De quanto sal seu organismo realmente precisa?


De quanto sal seu organismo realmente precisa?
Ilustração

No ano passado, um vídeo do chef turco Nusret Gökçe temperando sedutoramente um bife com uma pitada de sal gerou milhões de visualizações na internet e rendeu a ele o apelido de "salt bae" (namorado do sal, em tradução literal). Mas não foi apenas o gesto peculiar dele que chamou a atenção.

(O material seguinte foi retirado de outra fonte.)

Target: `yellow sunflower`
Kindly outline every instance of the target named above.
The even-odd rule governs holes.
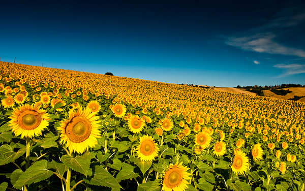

Somos obcecados por sal – apesar das advertências, consumimos em excesso e colocamos a saúde em risco nesse processo. Mas um contra-argumento está ganhando força, lançando dúvidas sobre décadas de pesquisas e levantando questionamentos ainda sem resposta sobre nosso tempero favorito.

O sódio, principal elemento encontrado no sal, é essencial para que o organismo mantenha o equilíbrio hídrico, o transporte de oxigênio e de nutrientes, e a condução dos impulsos nervosos.

Mas a maioria das populações tem consumido historicamente mais sal do que é recomendado, e as autoridades de saúde do mundo todo têm trabalhado para nos convencer a mudar esse hábito.

Em geral, a recomendação é de que os adultos não comam mais de 6g de sal por dia. No Reino Unido, o consumo chega perto de 8g; nos EUA, de 8,5g.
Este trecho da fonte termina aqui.